CRISIL Limited
- Formerly: Credit Rating Information Services of India Limited
- Type: Public subsidiary
- Traded as: BSE: 500092 NSE: CRISIL
- Founded: 1987; 39 years ago
- Headquarters: Mumbai, Maharashtra, India
- Key people: Amish Mehta (MD & CEO) Sanjay Chakravarti (CFO)
- Services: Ratings, data, research, analytics and solutions
- Revenue: ₹2,076.3 crore (US$220 million) (December 2020)
- Net income: ₹354.7 crore (US$37 million) (December 2020)
- Parent: S&P Global (66%)
- Website: www.crisil.com

= CRISIL =

Indian company providing analytical services

CRISIL Limited, formerly Credit Rating Information Services of India Limited, is headquartered in Andheri, Mumbai. Incorporated on January 29,1987, it was established as India's first credit rating agency, and is a subsidiary of American company S&P Global.

== History ==
CRISIL, was the first credit rating agency in India, introduced in 1988 by the ICICI and UTI jointly with share capital coming from SBI, LIC and United India Insurance Company.

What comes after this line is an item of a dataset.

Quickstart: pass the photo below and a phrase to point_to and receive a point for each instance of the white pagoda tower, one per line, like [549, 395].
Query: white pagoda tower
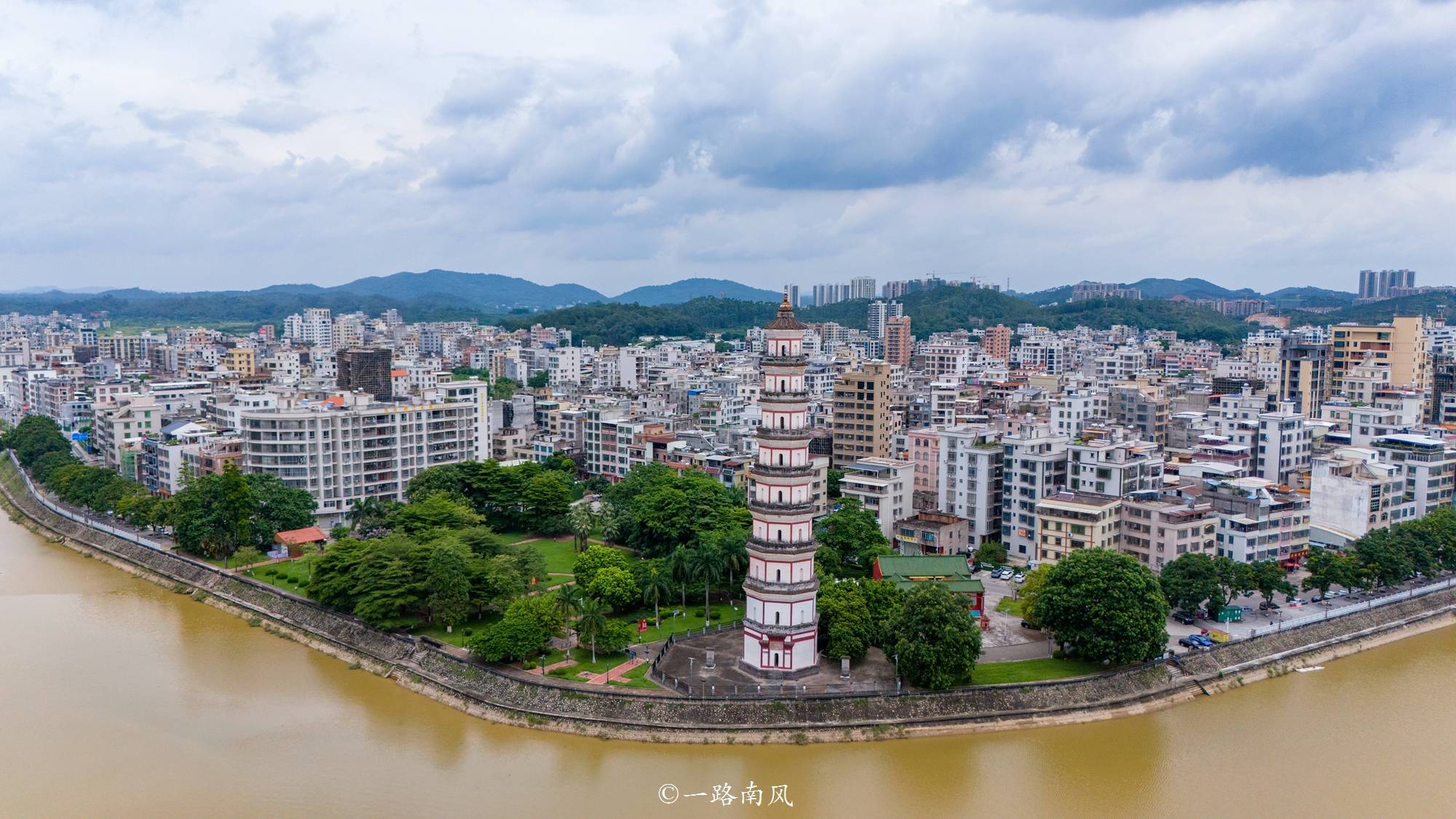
[781, 621]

In 1993, CRISIL went public with an initial public offering (IPO).

In April 2005, Us based credit rating agency S&P acquired the majority shares of company.

As of December 2020, the company has revenue of ₹20763 million, net income of ₹3547 million. It is also India's largest ratings company, and as of March 2022, it had a market cap of ₹23429 crore.

In April 2024, Crisil Received SEBI Approval for ESG Scoring in India.
== News ==
The former Union Minister for Finance and Corporate Affairs Arun Jaitley launched CriSidEx India's first sentiment index for micro and small enterprises (MSEs) developed jointly by CRISIL and SIDBI.

CriSidEx is a composite index based on a diffusion index of 8 parameters and measures MSE business sentiment on a scale of 0 (extreme negative) to 200 (extreme positive). CriSidEx will have two indices, one for the 'survey quarter' and another for 'next quarter' once a trend emerges after few rounds of the survey, providing independent time series data. The parametric feedback was captured through a survey of 1100 MSEs in November –December.

In February 2020, Crisil completed the acquisition of Greenwich Associates LLC, a provider of proprietary benchmarking data, analytics, and qualitative insights to financial services firms.